La pelle di Napoli è uno di quei libri che si dovrebbero comprare insieme alla guida turistica quando si va a scoprire una nuova città, e leggere prima e durante il viaggio. L’autore è Pietro Treccagnoli, giornalista del Mattino e scrittore. Per il quotidiano napoletano ha scritto dei reportages su Napoli tra il 2014 e il 2015, che il Cairo Editore ha riunito insieme e pubblicato a maggio di quest’anno. Il titolo, che è un doppio omaggio a Matilde Serao (Il ventre di Napoli) e Curzio Malaparte (La pelle), poteva rivelarsi pericoloso proprio per la sua intrinseca ambizione. Rappresentare il ventre di Napoli è un’impresa destinata solo ai più grandi, non per niente il grande romanzo su Napoli è proprio il libro che la protagonista/scrittrice della tetralogia di Elena Ferrante teme con invidia che scriverà la sua geniale amica Lila, un progetto che solo lei avrebbe potuto intraprendere con successo.

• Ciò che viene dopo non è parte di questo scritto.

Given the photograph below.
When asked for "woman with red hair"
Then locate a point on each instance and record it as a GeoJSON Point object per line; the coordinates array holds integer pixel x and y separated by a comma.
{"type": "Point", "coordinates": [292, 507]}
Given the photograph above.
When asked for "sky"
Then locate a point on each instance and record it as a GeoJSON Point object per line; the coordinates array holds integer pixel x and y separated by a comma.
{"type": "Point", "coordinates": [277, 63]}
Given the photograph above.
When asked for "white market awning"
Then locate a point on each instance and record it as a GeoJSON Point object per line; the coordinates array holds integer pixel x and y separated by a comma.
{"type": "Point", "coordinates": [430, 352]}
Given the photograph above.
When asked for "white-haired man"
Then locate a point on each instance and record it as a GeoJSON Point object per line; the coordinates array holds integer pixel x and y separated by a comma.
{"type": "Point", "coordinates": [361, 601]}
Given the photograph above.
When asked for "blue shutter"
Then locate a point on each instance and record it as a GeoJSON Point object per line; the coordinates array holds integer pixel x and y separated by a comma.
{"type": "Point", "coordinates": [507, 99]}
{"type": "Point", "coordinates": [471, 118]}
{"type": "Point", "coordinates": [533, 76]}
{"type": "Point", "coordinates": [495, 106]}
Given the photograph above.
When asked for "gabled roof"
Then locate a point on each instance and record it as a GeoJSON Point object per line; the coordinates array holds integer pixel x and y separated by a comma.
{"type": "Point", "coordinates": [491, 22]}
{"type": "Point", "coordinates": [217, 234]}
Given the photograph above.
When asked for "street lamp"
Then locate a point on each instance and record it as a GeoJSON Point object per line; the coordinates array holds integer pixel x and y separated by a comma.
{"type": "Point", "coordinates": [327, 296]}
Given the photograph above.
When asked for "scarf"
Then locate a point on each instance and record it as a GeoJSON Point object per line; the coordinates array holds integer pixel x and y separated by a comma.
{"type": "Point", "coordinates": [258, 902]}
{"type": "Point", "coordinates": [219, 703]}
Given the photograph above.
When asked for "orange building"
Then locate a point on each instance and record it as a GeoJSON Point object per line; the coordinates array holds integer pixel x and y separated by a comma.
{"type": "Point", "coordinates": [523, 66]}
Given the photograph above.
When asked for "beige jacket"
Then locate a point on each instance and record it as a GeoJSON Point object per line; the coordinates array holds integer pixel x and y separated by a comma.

Pietro Treccagnoli riesce ad attenersi a quanto il titolo si propone perché – ed è un grande merito – resiste alla tentazione di dominare la città con la sua voce. Si limita a camminare per le strade, e a lasciare parlare gli abitanti di Napoli, mostrando quindi la penna del cronista più di quella dello scrittore. Grazie al cielo per i lettori non c’è nessuna noiosa apologia della città amata e odiata, da cui ci si allontana per poi prevedibilmente esserne di nuovo attratti, ma solo la passeggiata di un giornalista attento. Il suo racconto-descrizione va oltre stereotipi e pregiudizi, e presenta al lettore la Napoli di oggi, fatta non solo da napoletani, ma anche da africani e cingalesi, dalle prostitute e dagli studenti fuori sede che ora sono i nuovi affittuari dei bassi storici, dai sempre meno numerosi femminielli. Sono loro la pelle di Napoli, “lo schermo dove tutto il bene e tutto il male scivolano e si riflettono, come uno specchio deformante”. 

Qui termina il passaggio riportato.